How were the Panchayats formed during sixteenth and seventeenth centuries? Explain their functions and authorities.
OR
Explain the origin, consolidation and the role of Zamindar in the villages. Were they an exploitative class?
Mughal village Panchayats and headmen regulated the rural society:
(i) The village panchayat was an assembly of elders, usually important people of the village with hereditary rights over their property.
(ii) In mixed-caste villages, the panchayat was usually a heterogeneous body. The decisions made by these panchayats were binding on the members.
(iii) The panchayat derived its funds from contributions made by individuals to a common financial pool.
(iv) Often these funds were also deployed in construction of a bund or digging a canal which peasants usually could not afford to do on their own.
(v) One important function of the panchayat was to ensure that caste boundaries among the various communities inhabiting the village were upheld.
(vi) Panchayats also had the authority to levy fines and inflict more serious forms of punishment like expulsions from the community.
(vii) The jati panchayats wielded considerable power in rural society and arbitrated civil disputes between members of different castes.
(viii) Village panchayat was regarded as the court of appeal that would ensure that the state carried out its moral obligations and guaranteed justice. The decision of the panchayat in
conflicts between “lower-caste” peasants and state officials or the local Zamindar could vary from case to case.
OR
Zamindars were landed proprietors who also enjoyed certain social and economic privileges by virtue of their superior status in rural society.
(i) Caste was one factor that accounted for the elevated status of Zamindars; another factor was that they performed certain services (khidmat) for the state.
(ii) The Zamindars held extensive personal lands termed milkiyat, meaning property. Milkiyat lands were cultivated for the private use of Zamindars, often with the help of hired or servile labour. The Zamindars could sell, bequeath or mortgage these lands at will.
(iii) Zamindars also derived their power from the fact that they could often collect revenue on behalf of the state, a service for which they were compensated financially. Control over military resources was another source of power. Most Zamindars had fortresses (qilachas) as well as an armed contingent comprising units of cavalry, artillery and infantry.

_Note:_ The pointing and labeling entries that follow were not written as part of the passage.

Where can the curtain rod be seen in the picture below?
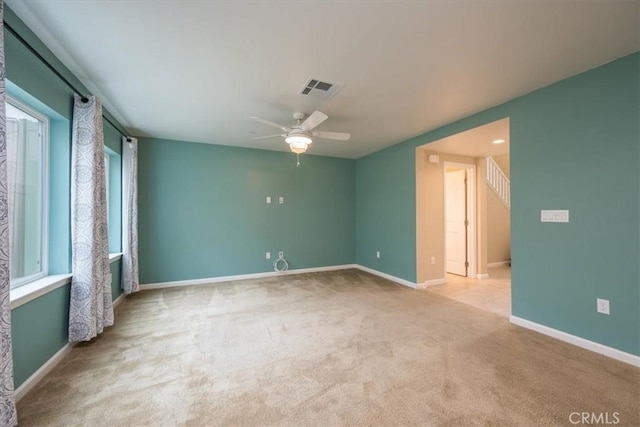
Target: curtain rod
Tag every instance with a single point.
(52, 68)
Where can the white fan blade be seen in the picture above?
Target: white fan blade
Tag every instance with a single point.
(341, 136)
(314, 120)
(268, 136)
(267, 122)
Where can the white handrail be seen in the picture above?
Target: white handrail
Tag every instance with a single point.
(499, 182)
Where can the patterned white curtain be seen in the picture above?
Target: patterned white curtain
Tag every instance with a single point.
(130, 280)
(8, 416)
(91, 308)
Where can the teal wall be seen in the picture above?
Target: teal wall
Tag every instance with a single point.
(202, 210)
(574, 145)
(39, 327)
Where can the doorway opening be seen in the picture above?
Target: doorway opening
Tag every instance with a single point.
(463, 230)
(460, 219)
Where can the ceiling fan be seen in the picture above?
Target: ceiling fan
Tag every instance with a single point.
(300, 135)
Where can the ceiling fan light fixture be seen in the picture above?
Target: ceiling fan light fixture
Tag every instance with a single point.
(299, 147)
(298, 140)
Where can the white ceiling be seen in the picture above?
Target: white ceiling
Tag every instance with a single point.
(476, 142)
(195, 70)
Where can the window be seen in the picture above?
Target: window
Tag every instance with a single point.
(27, 149)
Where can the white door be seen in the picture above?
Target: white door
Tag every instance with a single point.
(455, 222)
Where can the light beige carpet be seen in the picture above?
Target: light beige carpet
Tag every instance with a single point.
(323, 349)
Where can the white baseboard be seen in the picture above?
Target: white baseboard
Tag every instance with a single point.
(498, 264)
(35, 378)
(390, 277)
(434, 282)
(203, 281)
(580, 342)
(192, 282)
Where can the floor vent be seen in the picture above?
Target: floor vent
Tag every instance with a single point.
(319, 89)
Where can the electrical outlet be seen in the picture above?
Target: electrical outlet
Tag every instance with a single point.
(602, 306)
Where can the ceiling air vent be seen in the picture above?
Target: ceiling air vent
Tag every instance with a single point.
(319, 89)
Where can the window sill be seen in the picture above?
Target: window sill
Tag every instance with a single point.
(25, 293)
(37, 288)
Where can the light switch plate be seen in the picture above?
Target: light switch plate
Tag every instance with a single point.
(554, 216)
(602, 305)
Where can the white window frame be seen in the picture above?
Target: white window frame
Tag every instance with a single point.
(44, 259)
(107, 175)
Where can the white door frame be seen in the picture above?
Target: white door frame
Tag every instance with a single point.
(472, 271)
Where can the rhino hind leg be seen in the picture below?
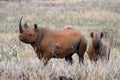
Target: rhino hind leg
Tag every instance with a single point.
(69, 59)
(81, 51)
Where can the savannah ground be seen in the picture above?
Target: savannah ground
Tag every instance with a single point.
(18, 61)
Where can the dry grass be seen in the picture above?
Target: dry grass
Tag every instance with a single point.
(18, 60)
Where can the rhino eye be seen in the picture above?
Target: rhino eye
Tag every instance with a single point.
(30, 34)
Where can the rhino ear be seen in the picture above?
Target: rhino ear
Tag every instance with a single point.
(91, 34)
(101, 35)
(25, 25)
(35, 26)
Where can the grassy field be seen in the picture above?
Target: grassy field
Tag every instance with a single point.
(18, 61)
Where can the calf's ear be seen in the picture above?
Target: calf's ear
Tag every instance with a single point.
(91, 34)
(101, 35)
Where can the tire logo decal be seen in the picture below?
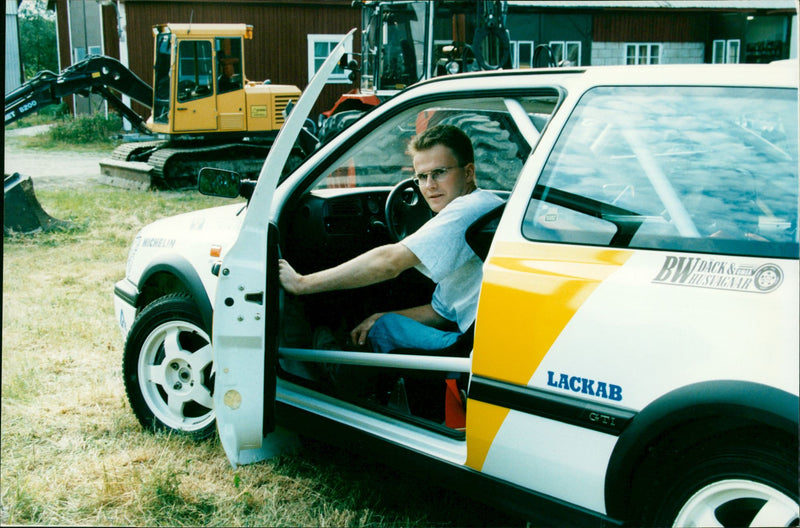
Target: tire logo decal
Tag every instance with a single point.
(719, 275)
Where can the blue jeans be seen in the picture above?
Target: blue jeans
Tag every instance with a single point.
(393, 331)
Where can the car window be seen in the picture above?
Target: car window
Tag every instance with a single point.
(381, 158)
(678, 168)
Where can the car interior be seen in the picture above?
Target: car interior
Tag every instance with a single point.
(364, 199)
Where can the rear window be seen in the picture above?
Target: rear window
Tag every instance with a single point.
(677, 168)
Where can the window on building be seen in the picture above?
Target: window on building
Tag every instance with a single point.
(566, 53)
(641, 53)
(319, 47)
(726, 51)
(522, 53)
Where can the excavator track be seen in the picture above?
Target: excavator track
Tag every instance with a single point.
(134, 151)
(177, 168)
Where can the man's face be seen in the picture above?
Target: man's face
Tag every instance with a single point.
(457, 181)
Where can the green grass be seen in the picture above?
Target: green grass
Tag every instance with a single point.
(73, 453)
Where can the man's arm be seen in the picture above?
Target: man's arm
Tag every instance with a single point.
(376, 265)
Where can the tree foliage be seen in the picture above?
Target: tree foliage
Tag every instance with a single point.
(37, 37)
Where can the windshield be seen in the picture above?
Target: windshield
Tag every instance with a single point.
(696, 169)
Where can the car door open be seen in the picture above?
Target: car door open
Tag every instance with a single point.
(244, 352)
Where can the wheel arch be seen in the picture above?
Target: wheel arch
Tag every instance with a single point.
(172, 274)
(689, 416)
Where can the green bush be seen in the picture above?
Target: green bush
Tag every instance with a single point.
(84, 129)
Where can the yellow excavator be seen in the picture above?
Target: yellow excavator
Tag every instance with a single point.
(204, 111)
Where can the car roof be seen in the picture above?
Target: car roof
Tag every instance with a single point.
(777, 74)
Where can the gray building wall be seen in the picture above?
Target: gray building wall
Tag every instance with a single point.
(613, 53)
(13, 60)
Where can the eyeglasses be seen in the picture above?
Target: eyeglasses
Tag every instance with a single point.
(436, 175)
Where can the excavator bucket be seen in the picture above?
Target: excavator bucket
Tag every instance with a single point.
(22, 212)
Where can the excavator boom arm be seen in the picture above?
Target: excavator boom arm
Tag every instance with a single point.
(96, 74)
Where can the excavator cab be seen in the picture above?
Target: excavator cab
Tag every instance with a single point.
(203, 89)
(407, 41)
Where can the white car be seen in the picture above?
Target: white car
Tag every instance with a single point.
(635, 354)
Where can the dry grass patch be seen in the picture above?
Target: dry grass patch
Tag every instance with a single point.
(72, 452)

(iv) More important were the slow processes of zamindari consolidation, which are also documented in sources. These involved colonisation of new lands, by transfer of rights, by order of the state and by purchase.

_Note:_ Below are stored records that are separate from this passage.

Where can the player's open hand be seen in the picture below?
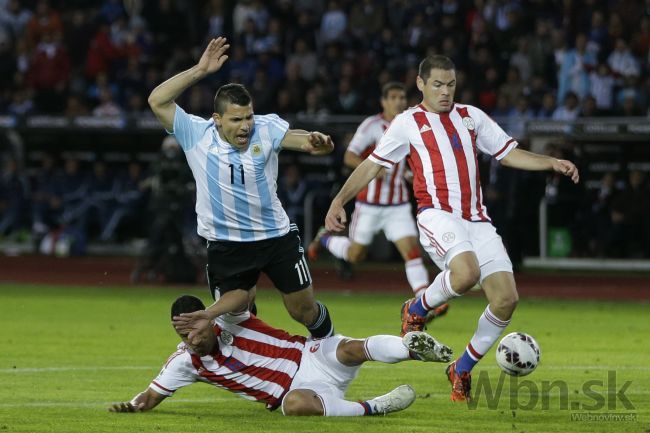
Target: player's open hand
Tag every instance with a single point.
(319, 143)
(336, 219)
(126, 406)
(191, 323)
(214, 56)
(566, 168)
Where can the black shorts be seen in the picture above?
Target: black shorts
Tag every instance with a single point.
(237, 265)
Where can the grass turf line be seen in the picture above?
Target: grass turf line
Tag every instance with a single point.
(77, 349)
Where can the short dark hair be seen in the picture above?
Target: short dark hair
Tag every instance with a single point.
(231, 94)
(186, 304)
(434, 62)
(391, 85)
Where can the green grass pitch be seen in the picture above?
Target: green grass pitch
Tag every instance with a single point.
(68, 352)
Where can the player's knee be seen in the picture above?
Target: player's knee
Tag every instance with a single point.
(304, 313)
(465, 280)
(351, 352)
(356, 256)
(297, 403)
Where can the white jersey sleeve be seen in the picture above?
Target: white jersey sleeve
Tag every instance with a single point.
(363, 137)
(188, 128)
(490, 138)
(393, 145)
(177, 372)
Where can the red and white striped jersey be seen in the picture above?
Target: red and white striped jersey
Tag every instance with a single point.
(252, 359)
(386, 191)
(441, 149)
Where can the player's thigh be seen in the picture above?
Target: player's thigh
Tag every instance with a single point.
(398, 223)
(443, 236)
(365, 223)
(283, 260)
(302, 402)
(357, 252)
(490, 251)
(230, 268)
(408, 247)
(320, 369)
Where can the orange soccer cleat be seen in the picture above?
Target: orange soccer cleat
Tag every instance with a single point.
(461, 384)
(411, 321)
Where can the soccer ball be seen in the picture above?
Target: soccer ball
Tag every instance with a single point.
(518, 354)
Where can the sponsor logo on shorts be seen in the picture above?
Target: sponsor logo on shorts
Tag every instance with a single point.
(448, 237)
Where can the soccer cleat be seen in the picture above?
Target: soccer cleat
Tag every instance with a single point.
(439, 311)
(461, 384)
(398, 399)
(315, 245)
(426, 348)
(411, 321)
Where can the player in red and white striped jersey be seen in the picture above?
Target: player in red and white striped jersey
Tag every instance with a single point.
(244, 355)
(440, 140)
(384, 204)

(vi) These were the processes which perhaps permitted people belonging to the relatively “lower” castes to enter the rank of zamindars as zamindaris were bought and sold quite briskly in this period.

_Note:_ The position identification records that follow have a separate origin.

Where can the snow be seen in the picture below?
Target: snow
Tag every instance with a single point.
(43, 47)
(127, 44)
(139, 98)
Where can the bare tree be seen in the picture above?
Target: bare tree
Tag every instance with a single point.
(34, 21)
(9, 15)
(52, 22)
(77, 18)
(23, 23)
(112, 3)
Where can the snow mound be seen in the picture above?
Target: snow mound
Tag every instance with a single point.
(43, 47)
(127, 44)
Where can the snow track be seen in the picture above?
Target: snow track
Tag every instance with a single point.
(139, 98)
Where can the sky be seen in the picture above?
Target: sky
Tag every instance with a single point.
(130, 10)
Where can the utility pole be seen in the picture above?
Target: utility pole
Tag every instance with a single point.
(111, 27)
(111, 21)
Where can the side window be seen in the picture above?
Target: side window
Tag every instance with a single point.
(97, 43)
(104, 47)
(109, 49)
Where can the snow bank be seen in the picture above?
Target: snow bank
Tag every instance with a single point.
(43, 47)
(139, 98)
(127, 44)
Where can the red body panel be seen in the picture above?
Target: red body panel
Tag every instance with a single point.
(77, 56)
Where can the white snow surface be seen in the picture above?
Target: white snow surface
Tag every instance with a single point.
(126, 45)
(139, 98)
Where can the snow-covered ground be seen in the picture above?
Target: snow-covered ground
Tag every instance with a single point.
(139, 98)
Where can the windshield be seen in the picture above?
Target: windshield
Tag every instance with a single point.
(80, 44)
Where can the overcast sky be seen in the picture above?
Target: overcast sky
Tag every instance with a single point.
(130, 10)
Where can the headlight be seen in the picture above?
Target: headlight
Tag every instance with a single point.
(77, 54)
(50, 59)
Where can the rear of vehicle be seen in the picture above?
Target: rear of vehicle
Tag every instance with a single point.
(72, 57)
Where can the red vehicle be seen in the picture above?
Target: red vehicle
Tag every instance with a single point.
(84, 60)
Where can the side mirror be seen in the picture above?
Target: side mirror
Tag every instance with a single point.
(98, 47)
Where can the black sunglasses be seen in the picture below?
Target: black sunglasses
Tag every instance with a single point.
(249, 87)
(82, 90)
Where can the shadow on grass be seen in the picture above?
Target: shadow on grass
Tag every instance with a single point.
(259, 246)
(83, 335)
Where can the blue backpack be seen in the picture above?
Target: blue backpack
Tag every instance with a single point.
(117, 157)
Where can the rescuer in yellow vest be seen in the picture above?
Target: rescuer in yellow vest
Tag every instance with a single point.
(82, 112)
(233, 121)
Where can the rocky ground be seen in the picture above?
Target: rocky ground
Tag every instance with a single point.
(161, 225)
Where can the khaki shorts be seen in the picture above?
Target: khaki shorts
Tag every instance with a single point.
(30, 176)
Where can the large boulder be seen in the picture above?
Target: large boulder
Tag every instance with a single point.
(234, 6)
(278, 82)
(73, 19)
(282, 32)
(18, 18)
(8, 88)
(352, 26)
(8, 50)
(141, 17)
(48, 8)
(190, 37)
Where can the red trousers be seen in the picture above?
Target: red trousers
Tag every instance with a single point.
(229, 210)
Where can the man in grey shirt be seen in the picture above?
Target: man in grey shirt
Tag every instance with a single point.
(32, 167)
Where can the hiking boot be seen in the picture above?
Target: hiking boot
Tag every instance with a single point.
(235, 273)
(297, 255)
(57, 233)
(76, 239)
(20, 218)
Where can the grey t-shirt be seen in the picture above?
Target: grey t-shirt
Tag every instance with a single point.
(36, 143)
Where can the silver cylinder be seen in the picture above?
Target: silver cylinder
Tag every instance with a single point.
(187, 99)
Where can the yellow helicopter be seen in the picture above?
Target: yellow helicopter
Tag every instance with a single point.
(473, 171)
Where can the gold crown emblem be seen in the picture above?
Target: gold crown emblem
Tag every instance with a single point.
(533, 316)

(vi) A combination of factors also allowed the consolidation of clan- or lineage-based zamindaris.
(vii) Although there can be little doubt that zamindars were an exploitative class, their relationship with the peasantry had an element of reciprocity, paternalism and patronage.
(viii)In a large number of agrarian uprisings which erupted in north India in the seventeenth century, zamindars often received the support of the peasantry in their struggle against the state.